The consequences of that confusion also vary depending on where you are and who the police officer is—you could get a warning or a ticket, get arrested, or be shot at with rubber bullets for violating curfew.
So far, many protesters in Minneapolis, New York City, Chicago, Washington DC, and Los Angeles, among other cities, are figuring this out by defying their curfews (mostly to continue protesting peacefully, but also for looting). An event in Oakland planed for 8:05 p.m. on Wednesday—minutes after curfew begins—encourages participants to sit down at “the intersection of 14th and Broadway to say an unequivocal ‘F***k your curfew!’” And Monday night in Washington, DC, police trapped nearly 70 protesters who sough refuge in a man’s home during a post-curfew protest. The protesters remained in the man’s home until the curfew was lifted at 6 a.m. the next morning, while police camped out in front of the home waiting to arrest anyone who left.
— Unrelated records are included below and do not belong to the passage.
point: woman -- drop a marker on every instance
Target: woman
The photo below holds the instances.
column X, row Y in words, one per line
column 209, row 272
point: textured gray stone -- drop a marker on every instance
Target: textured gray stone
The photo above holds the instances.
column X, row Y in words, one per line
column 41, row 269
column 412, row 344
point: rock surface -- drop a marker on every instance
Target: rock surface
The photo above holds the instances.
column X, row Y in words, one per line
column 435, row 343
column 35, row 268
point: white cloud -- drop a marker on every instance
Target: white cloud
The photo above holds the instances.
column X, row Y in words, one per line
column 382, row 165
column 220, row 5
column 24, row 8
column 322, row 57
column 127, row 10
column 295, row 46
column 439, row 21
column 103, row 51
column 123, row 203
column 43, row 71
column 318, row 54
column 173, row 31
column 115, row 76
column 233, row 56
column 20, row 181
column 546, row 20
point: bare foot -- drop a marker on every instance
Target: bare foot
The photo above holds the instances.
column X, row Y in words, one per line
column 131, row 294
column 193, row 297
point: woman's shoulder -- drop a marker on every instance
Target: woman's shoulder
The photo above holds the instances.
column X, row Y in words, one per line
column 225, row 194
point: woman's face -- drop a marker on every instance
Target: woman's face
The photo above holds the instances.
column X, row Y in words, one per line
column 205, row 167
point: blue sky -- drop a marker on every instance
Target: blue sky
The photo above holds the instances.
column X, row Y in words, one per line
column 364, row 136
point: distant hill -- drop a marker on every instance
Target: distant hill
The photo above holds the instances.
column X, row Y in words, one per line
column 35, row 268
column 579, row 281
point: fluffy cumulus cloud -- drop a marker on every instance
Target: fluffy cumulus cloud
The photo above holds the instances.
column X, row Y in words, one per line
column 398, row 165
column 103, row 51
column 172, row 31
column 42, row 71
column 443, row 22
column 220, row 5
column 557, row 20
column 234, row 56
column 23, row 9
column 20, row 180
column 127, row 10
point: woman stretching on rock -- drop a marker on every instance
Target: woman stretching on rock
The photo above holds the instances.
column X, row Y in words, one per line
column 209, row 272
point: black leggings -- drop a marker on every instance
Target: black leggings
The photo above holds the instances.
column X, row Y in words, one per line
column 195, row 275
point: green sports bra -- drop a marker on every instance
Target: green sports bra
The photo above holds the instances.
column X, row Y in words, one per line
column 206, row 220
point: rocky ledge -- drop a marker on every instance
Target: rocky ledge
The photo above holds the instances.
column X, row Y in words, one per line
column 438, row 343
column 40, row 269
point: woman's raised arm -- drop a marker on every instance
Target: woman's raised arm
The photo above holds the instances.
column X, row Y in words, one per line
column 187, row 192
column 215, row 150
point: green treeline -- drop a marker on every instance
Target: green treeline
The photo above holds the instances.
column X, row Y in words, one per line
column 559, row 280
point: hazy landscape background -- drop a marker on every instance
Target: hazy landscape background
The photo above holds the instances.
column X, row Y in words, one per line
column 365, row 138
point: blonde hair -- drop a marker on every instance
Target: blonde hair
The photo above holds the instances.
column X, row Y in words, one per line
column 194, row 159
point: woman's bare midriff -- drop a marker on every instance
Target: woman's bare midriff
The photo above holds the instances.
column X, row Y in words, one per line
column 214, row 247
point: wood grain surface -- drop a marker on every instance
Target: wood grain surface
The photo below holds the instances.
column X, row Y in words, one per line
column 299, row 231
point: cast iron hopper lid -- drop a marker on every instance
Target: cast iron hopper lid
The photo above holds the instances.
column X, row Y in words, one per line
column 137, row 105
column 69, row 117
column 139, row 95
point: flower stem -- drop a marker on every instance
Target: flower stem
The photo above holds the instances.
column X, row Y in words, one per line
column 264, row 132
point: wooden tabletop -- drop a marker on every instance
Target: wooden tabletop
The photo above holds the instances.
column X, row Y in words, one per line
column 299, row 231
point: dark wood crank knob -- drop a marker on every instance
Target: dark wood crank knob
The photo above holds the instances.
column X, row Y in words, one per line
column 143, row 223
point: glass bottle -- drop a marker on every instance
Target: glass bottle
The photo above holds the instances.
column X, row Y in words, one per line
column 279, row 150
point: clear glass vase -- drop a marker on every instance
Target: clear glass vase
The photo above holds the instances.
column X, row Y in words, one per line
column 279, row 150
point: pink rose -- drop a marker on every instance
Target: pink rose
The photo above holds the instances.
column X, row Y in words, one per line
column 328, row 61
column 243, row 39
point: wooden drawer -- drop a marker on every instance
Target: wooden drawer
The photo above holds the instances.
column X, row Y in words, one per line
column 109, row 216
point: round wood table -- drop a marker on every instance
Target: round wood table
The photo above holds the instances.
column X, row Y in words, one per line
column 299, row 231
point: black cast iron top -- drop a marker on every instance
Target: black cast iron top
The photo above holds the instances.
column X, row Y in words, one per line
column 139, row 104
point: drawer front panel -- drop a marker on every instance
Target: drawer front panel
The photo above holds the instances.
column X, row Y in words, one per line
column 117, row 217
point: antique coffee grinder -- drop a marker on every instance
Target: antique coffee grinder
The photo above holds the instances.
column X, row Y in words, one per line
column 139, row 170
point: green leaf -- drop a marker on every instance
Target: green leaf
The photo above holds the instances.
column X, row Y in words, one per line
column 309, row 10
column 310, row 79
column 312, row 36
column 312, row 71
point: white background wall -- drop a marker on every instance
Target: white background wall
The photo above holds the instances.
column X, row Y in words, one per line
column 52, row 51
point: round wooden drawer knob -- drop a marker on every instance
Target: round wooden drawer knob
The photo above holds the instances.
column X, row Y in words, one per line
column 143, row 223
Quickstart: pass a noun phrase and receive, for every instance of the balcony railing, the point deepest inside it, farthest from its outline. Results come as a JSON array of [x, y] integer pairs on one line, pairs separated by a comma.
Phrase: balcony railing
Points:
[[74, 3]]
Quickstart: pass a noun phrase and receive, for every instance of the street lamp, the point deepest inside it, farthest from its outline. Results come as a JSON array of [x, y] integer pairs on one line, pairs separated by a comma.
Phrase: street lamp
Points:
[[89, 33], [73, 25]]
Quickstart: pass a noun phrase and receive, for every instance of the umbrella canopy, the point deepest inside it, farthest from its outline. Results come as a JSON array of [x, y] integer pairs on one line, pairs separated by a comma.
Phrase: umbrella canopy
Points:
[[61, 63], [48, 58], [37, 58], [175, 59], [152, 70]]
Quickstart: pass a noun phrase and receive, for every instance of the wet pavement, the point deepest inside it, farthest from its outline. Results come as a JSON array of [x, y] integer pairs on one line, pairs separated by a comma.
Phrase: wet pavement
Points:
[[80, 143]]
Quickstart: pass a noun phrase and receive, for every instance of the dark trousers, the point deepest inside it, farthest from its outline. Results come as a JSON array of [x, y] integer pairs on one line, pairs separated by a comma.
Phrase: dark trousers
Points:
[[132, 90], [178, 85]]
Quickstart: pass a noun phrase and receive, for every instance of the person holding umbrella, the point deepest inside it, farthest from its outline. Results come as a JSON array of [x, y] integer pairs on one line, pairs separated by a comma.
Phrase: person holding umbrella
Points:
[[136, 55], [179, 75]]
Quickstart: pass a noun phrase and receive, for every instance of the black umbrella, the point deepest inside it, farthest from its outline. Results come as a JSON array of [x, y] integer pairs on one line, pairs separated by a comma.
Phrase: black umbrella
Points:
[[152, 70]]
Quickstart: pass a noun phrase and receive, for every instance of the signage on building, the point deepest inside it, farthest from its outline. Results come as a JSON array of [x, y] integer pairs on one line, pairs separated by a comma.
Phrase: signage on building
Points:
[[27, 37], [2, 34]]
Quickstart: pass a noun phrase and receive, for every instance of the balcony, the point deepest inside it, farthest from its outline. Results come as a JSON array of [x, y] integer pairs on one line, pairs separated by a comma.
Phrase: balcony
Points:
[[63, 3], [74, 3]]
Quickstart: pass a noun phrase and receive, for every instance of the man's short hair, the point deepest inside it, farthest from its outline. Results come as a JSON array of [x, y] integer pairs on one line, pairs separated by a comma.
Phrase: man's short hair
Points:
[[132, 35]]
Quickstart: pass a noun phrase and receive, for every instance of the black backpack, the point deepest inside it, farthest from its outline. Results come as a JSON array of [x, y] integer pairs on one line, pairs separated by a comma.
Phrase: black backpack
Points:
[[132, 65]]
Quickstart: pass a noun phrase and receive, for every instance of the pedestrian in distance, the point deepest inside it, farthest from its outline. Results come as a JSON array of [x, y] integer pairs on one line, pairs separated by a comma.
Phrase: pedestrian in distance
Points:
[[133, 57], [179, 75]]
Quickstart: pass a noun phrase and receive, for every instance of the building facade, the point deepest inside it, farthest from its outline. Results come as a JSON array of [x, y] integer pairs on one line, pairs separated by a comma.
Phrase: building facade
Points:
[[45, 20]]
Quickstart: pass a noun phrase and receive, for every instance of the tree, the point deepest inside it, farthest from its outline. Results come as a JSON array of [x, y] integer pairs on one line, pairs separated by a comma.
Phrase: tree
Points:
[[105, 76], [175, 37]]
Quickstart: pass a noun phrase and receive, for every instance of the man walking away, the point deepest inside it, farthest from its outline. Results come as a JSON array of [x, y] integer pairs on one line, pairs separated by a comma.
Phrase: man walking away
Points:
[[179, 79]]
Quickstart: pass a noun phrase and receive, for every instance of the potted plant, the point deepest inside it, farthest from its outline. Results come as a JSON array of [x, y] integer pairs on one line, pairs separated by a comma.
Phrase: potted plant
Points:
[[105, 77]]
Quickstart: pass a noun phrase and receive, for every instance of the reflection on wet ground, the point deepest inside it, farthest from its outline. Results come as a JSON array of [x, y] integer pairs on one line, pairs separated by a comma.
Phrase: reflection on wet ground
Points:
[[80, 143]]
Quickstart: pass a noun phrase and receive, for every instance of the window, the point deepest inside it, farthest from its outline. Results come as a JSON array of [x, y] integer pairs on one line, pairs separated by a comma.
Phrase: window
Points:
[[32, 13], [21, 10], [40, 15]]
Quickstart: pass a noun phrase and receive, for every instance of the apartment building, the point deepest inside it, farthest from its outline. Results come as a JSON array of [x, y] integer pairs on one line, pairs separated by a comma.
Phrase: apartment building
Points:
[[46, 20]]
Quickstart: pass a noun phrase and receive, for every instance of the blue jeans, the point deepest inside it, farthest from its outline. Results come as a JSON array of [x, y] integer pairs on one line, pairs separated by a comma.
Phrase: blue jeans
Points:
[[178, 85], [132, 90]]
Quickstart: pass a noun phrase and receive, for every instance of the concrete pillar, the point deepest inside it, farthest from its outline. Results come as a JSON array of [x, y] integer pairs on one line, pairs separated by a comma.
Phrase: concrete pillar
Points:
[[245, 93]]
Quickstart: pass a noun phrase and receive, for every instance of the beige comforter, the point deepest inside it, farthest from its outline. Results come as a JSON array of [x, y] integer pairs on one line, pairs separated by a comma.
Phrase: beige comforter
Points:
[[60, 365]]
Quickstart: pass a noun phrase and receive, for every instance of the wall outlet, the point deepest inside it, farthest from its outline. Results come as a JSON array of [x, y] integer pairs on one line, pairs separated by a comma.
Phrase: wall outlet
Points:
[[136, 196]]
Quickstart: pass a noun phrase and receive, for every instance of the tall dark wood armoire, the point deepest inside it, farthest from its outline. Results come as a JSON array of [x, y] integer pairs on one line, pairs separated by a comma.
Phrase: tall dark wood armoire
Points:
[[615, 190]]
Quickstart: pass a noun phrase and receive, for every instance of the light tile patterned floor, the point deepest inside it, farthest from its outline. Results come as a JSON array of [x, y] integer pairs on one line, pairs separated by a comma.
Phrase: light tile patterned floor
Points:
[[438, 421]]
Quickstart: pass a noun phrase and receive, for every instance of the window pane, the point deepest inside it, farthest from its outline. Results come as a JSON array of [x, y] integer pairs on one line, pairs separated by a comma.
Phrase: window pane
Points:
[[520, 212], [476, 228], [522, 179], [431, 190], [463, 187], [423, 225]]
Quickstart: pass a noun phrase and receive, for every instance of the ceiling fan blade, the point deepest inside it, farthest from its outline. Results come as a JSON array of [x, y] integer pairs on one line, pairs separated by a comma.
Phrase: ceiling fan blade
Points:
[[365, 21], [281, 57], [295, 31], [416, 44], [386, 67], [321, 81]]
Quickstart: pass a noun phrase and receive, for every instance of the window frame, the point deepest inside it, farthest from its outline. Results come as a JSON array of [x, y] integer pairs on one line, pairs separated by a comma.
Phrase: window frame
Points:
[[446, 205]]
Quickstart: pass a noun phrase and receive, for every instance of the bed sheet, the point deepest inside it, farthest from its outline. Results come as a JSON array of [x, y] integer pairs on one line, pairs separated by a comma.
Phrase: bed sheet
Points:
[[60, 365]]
This type of enforcement is made all the more dangerous given that we’re in the middle of an economic crisis and a public health pandemic—and all the above is likely to cause disproportionate harm to communities of color, Ritchie said. She told me that Monday night, she had a difficult time sleeping because she was concerned with the police activity past curfew in her predominately working-class neighborhood in Brooklyn. What about the people who need to simply get fresh air? Or take their dogs out? she wondered. What about a woman in a violent situation at home who needs to get out? What about the nurse who’s commuting back from work in the middle of the night? “I’m incredibly worried about the violence of enforcement of the curfews and the way it literally gives police departments carte blanche to round up, arrest, beat, and pepper spray entire Black communities, and entire communities of people who are protesting,” Ritchie said.
While Ritchie is worried, she is also careful to emphasize that she understands why people are still on the streets. “People are protesting in defense of their own lives, they’re saying the state is killing us through the police, through abandonment and lack of [COVID-19] testing and universal health care, and through creating the structural conditions around housing and employment that put us at risk of literally dying every day,” she said.
With the curfews in place, “now my mere presence outside is potentially a crime.”